Why your RAG stack needs a versioned corpus, not a vector store.

The single biggest piece of technical debt we find inside production RAG deployments is the same shape every time: the team treated the vector store as the corpus. Documents were indexed directly into Pinecone or Weaviate or Qdrant, the index became the source of truth, and there is no straightforward way to know what version of which document produced any given retrieval result. The deployment runs. It cannot be debugged. And every time the embedding model needs to change, the team has to make a choice between rebuilding the index from a corpus that does not exist, or keeping the existing index and accepting that the embedding model is now permanent.

A versioned corpus solves this by separating two concerns the vector-store-as-corpus pattern conflates: the durable record of what the deployment knows, and the ephemeral index that makes that record retrievable. The corpus is the durable thing. It is versioned, addressable, and replayable. The vector store is one of possibly several indexes built on top of it. Replacing the vector store does not affect the corpus. Updating the corpus does not require rebuilding the index from scratch.

What follows is the architecture we run in production across twelve installs, the migration pattern that gets a single-layer deployment to it without downtime, and the operational properties that emerge once the split is in place.

What "versioned" means at the corpus layer.

Versioning, at the corpus layer, has three components: document versioning, corpus versioning, and decision versioning.

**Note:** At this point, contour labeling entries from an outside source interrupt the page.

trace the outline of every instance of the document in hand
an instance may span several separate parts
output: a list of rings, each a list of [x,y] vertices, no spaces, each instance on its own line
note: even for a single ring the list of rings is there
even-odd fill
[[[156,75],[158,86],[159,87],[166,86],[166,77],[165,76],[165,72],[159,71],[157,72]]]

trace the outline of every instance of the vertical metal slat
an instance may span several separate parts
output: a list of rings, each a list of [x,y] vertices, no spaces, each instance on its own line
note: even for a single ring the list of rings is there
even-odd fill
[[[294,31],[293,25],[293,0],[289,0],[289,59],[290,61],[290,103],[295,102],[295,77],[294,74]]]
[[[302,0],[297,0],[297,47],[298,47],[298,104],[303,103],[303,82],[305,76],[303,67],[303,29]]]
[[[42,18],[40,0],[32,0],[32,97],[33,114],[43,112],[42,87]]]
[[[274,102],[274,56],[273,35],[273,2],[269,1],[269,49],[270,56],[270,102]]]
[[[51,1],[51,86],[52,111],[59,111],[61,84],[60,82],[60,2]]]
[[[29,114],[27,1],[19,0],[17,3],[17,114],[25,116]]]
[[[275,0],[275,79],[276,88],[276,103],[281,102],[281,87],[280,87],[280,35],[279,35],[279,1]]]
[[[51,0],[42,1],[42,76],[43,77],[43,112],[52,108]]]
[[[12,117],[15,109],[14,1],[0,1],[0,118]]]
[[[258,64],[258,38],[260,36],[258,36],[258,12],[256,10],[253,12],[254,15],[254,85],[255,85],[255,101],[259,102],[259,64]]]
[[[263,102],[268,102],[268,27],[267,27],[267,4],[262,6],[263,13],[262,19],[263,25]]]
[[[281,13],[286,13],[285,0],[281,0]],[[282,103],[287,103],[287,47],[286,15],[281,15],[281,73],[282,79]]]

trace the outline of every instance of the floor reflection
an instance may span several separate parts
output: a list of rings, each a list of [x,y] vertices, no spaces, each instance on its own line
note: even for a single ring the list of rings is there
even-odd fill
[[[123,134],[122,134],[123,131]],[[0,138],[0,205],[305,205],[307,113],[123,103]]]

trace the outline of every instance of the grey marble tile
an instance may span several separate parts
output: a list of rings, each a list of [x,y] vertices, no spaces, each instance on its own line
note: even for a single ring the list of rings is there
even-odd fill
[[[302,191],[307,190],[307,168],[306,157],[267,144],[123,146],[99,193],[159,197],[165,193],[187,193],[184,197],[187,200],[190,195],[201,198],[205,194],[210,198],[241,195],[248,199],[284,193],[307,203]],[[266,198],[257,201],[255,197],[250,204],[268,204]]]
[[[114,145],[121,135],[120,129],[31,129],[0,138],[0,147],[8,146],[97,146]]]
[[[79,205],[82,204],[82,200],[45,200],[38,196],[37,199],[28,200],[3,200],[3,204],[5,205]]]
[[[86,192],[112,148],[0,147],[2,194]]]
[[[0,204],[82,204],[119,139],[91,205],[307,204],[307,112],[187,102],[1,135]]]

Document versioning means every document in the corpus has a version history. The Q3 campaign brief that exists today is version seven. Versions one through six exist, are addressable by ID, and can be retrieved if a workflow needs to know what the brief looked like in March. Documents are not overwritten. New versions are written, the previous version is preserved, and the corpus exposes both.

Corpus versioning means the corpus itself has a version. At any point in time, the corpus is at version 4.2.1 (or whatever versioning scheme is in use). A retrieval call can pin to a specific corpus version, which is useful for replay, audit, and eval. The corpus version is incremented atomically when documents are added, removed, or modified.

Decision versioning means every editor decision — every accept, reject, edit, or escalate — is recorded against the corpus version it was made under. This is what makes the corpus a queryable record of institutional judgment, not just a stack of documents. An editor's choice to mark a particular brief as the canonical example of a tone is preserved with the corpus context that produced it.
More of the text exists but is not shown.